Roberto Occhiuto (Imagoeconomica)
Il presidente di Generalfinance e docente di Corporate Finance alla Bocconi Maurizio Dallocchio e il vicedirettore de la Verità Giuliano Zulin
Dopo l’intervista di Maurizio Belpietro al ministro dell’Ambiente Gilberto Pichetto Fratin, Zulin ha chiamato sul palco Dallocchio per discutere di quante risorse servono per la transizione energetica e di come la finanza possa effettivamente sostenerla.

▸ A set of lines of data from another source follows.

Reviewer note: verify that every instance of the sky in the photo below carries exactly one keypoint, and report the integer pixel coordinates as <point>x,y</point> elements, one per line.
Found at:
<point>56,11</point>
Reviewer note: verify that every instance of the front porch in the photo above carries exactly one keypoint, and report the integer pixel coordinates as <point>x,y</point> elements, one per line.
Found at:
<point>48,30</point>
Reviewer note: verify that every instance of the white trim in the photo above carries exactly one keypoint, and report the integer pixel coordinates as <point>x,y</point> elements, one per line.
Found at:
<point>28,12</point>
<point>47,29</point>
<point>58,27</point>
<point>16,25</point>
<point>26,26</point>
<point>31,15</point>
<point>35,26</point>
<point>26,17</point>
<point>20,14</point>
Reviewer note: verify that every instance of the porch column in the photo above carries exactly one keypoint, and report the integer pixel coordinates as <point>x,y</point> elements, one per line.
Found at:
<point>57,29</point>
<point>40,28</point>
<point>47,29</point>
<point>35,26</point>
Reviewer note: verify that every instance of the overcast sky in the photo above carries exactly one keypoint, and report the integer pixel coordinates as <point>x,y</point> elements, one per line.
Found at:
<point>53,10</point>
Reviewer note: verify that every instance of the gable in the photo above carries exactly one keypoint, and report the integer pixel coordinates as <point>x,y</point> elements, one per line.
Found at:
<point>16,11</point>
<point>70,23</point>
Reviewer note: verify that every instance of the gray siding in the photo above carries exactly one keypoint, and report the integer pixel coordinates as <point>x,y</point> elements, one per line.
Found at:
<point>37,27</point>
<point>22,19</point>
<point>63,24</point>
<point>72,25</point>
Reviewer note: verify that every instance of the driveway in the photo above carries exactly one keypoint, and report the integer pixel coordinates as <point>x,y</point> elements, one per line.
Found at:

Il tema centrale, secondo Dallocchio, è la relazione tra rendimento e impegno ambientale. «Se un green bond ha un rendimento leggermente inferiore a un titolo normale, con un differenziale di circa 5 punti base, è insensato - ha osservato - chi vuole investire nell’ambiente deve essere disposto a un sacrificio più elevato, ma serve chiarezza su dove vengono investiti i soldi». Attualmente i green bond rappresentano circa il 25% delle emissioni, un livello ritenuto ragionevole, ma è necessario collegare in modo trasparente raccolta e utilizzo dei fondi, con progetti misurabili e verificabili.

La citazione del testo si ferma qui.